In the popular culture of the era, labor’s struggles were largely synonymous with the 1979 Oscar-winning movie “Norma Rae.” Sally Field played a textile worker who tries to organize a union and ends up falling in love with the union’s professional representative, a New York Jewish leftist played by Ron Liebman. The film was a thinly disguised account of the Amalgamated’s J.P. Stevens organizing campaign.
Mr. Raynor denies the persistent rumors in some aging baby-boomer circles that he was the model for the Ron Liebman character. The real woman on whom Ms. Field’s character was based, he notes, fell in love with a different union representative, not him.
Still, life does follow art. Mr. Raynor also ended up marrying a factory worker who is, he volunteers, black. She’s now a social worker. They have five children.

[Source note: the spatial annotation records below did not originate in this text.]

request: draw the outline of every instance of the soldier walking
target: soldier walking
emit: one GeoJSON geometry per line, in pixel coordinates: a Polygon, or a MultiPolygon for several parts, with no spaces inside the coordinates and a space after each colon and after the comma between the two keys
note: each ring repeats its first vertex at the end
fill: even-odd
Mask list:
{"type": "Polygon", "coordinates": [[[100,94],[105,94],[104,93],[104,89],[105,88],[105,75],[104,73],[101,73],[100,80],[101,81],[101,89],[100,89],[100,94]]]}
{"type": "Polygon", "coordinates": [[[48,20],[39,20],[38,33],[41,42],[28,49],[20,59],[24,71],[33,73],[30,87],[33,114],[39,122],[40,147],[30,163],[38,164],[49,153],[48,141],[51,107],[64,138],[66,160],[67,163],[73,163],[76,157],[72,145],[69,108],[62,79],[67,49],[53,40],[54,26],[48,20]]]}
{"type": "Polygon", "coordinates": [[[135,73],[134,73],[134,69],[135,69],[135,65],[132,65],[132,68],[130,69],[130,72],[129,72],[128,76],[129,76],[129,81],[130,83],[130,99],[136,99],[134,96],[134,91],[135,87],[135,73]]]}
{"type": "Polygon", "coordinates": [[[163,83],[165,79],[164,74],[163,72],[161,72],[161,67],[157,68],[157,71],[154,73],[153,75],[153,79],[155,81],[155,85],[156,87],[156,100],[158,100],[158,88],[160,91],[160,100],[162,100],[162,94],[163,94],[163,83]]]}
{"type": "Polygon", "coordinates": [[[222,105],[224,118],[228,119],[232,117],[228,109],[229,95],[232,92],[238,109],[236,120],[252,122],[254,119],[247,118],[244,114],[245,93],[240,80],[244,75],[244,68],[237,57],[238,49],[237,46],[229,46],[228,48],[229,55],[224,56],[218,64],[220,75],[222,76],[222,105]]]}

Mr. Raynor said he and his wife have worked out a delicate balance between his active Judaism and her Baptist faith. The children study both religions, and must pick one. “We have a rule in our family,” he said. “You have to have a religion. You can pick which one you want. Right now four of the kids are Baptists and one is Jewish. At different times they’ve been three and two.”
One of his sons is “a six-foot-five, 235-pound college basketball player who’s very Baptist, but he knows more Hebrew prayers than any of the Jewish kids in his school.”
Judaism’s numerical disadvantage in the Raynor family appears to stem in part from the fact that Mr. Raynor quit his synagogue last year, disgusted over a financial feud that forced the rabbi’s resignation. “I thought the congregation turned on itself,” he said. “It’s the first time in my life that I’m not a member of a synagogue.” The worst of it is that his youngest daughter, the one who “is still Jewish,” dropped out of Hebrew school as a result.
“It’s too bad,” he said. “She was a great Hebrew student.”
Mr. Raynor said he continues his Jewish involvement through participation in the labor advisory committee of Israel Bonds. He hopes to use his new union post as a platform to rebuild alliances between the Jewish community and the labor movement.
“You meet so many Jewish people whose parents and grandparents were garment workers and socialist activists and have forgotten where they came from,” he said.
“The labor movement is the largest democratic force in our society. It has the most power for a pro-people agenda. It’s a powerful bully pulpit. And 26% of voters in the last election were from union households. That’s a new high. So I wouldn’t underestimate union influence.”
“There are plenty of strains of idealism and social justice in the Jewish community,” he said. “One of my goals is to bring this issue back to the Jewish community. I would like to see the American Jewish community take ownership of its traditional union roots.”